A fraude estava no detalhe que quase sempre passa batido. O comprovante enviado era apenas um agendamento de Pix, informação convenientemente cortada da imagem encaminhada por mensagem. A compra foi feita, o produto entregue e, logo depois, o agendamento cancelado. O pagamento nunca veio. Também não houve tentativa de correção. Apenas o silêncio, que costuma ser a última etapa do golpe.
Ao analisar o caso, o relator, desembargador Marcos Machado, foi direto ao ponto. As provas, segundo ele, não deixam dúvidas sobre a intenção fraudulenta. O pedido foi feito, o comprovante manipulado foi enviado e o cancelamento ocorreu logo em seguida. Para a Justiça, a sequência não foi coincidência, foi estratégia.
O Tribunal também deixou claro que o estelionato eletrônico se configura mesmo quando há contato direto com a vítima. Não importa se a conversa aconteceu frente a frente ou pelo aplicativo. Se o meio digital foi usado para enganar, a tipificação do crime permanece.
O julgamento ganha ainda mais peso num cenário em que os golpes com Pix se tornaram quase parte do noticiário cotidiano. Dados do Banco Central, citados pelo Serasa, apontam que as perdas com fraudes envolvendo o sistema cresceram cerca de 70% em 2024. O Pix facilitou a vida de milhões de brasileiros, mas também abriu espaço para golpes cada vez mais sutis, silenciosos e, justamente por isso, perigosos.
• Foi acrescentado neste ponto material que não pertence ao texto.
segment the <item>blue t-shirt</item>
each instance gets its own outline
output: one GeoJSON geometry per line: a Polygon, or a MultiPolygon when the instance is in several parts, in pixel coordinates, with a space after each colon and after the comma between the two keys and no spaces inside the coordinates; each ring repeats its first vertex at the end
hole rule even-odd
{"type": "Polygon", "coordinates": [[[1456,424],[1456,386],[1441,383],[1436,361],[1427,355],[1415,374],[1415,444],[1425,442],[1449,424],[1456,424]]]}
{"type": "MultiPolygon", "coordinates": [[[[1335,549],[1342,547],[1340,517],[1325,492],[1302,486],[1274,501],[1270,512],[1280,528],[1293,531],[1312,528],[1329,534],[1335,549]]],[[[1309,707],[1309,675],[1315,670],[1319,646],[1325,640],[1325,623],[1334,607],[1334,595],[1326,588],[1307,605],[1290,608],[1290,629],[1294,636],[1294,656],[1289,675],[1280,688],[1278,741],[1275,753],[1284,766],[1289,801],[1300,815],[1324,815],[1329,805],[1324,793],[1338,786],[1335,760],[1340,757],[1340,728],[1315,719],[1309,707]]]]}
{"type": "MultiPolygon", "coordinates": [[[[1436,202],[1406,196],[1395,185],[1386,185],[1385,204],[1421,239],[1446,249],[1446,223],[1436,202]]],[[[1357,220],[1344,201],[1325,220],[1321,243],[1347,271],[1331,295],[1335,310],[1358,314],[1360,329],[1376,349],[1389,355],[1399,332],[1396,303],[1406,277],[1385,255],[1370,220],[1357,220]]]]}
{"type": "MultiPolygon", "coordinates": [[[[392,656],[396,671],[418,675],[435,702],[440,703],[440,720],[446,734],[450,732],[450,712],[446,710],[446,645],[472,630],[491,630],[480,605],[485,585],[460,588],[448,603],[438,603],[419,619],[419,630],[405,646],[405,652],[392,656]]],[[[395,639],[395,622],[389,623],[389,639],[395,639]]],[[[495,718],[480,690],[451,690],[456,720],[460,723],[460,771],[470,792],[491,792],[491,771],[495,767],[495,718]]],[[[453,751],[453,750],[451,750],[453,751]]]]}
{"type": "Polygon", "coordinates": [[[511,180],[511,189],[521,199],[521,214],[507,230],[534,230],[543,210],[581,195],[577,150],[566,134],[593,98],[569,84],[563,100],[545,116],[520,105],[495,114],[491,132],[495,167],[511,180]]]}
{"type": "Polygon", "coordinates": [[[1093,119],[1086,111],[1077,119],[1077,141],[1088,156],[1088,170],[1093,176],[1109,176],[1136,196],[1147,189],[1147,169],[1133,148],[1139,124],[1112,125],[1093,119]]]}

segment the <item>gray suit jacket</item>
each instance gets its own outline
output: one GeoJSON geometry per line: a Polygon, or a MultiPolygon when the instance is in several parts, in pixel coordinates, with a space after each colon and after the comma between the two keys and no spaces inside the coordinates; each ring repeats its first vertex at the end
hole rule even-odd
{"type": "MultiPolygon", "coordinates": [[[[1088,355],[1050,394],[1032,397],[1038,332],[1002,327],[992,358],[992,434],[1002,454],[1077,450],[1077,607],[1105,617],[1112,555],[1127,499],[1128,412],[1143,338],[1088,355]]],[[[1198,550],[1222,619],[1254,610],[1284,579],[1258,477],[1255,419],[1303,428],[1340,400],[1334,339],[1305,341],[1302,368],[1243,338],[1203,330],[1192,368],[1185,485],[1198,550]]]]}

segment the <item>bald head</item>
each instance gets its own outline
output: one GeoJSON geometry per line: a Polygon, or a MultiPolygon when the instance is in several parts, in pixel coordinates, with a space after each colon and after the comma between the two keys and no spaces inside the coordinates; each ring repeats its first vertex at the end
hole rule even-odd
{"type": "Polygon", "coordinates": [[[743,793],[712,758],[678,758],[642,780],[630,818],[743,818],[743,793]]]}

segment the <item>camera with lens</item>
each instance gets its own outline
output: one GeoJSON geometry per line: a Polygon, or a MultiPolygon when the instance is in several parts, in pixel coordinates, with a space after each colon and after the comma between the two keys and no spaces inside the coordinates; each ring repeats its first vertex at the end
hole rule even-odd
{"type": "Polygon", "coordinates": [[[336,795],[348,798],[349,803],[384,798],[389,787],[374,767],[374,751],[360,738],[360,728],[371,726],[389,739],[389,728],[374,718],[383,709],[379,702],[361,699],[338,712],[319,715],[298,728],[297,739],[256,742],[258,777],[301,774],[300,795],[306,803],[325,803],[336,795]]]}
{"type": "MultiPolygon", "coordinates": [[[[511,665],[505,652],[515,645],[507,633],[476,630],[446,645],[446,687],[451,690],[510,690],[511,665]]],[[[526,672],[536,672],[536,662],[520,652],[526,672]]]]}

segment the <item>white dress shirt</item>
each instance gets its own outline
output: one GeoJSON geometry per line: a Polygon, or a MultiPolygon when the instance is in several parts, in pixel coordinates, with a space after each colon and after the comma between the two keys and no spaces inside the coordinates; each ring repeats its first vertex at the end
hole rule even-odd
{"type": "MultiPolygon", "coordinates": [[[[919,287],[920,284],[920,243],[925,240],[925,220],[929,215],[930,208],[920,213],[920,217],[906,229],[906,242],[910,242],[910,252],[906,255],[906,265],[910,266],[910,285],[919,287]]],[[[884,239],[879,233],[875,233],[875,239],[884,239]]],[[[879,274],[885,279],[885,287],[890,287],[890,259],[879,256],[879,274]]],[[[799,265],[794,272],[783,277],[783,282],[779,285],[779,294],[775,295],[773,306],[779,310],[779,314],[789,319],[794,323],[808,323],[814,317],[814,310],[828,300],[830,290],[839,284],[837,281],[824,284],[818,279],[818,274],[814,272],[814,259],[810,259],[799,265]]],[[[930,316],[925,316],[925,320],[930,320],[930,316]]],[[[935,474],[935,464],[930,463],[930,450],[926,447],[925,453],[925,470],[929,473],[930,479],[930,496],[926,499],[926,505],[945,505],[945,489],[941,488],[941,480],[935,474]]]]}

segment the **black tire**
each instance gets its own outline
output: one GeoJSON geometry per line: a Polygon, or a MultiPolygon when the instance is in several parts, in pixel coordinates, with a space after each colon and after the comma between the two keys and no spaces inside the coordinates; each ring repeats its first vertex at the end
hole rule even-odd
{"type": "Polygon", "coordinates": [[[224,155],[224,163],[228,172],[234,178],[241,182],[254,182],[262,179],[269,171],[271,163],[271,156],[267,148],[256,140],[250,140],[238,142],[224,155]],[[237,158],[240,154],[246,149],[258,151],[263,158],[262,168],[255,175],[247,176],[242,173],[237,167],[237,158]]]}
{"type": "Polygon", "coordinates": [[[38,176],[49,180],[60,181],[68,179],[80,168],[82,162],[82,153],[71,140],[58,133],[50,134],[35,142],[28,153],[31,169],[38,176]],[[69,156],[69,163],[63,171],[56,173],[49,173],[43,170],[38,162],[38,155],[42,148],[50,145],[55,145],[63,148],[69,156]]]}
Quando o prejuízo acontece, o tempo passa a ser o maior inimigo. As primeiras horas são decisivas. É nesse intervalo que a vítima deve acionar a instituição financeira, registrar a contestação e dar início aos procedimentos previstos pelo Banco Central, como o Mecanismo Especial de Devolução. Quanto mais rápida a reação, maiores as chances de bloqueio dos valores e eventual recuperação do dinheiro.
Ainda assim, é preciso lidar com a frustração. O estorno não é automático e depende de fatores como a existência de saldo na conta recebedora e da análise técnica realizada pelos bancos envolvidos. Nem sempre o final é feliz, e a Justiça tem entendido que a responsabilidade das instituições financeiras só existe quando fica comprovada falha no serviço, como fragilidade na segurança ou negligência na abertura de contas usadas para golpes.
Por outro lado, quando a vítima fornece voluntariamente senhas, códigos ou autoriza transações sem conferência, as decisões judiciais costumam afastar a obrigação de indenização. É uma linha tênue entre confiança e descuido, e nela muitos acabam escorregando.
Por isso, a prevenção segue sendo o caminho mais seguro. Conferir dados antes de confirmar uma transação, desconfiar de links e ofertas tentadoras, limitar valores e manter notificações ativas são atitudes simples, mas que fazem diferença. No universo digital, onde tudo acontece rápido demais, a atenção precisa andar no mesmo ritmo.
No fim das contas, o caso julgado em Mato Grosso deixa um recado claro. O Pix continua sendo uma ferramenta poderosa, mas não é infalível. E aquele comprovante que parece verdadeiro pode ser apenas uma imagem bem recortada, pronta para virar prejuízo. A Justiça já fez a parte dela. Agora, cabe ao usuário fazer a sua.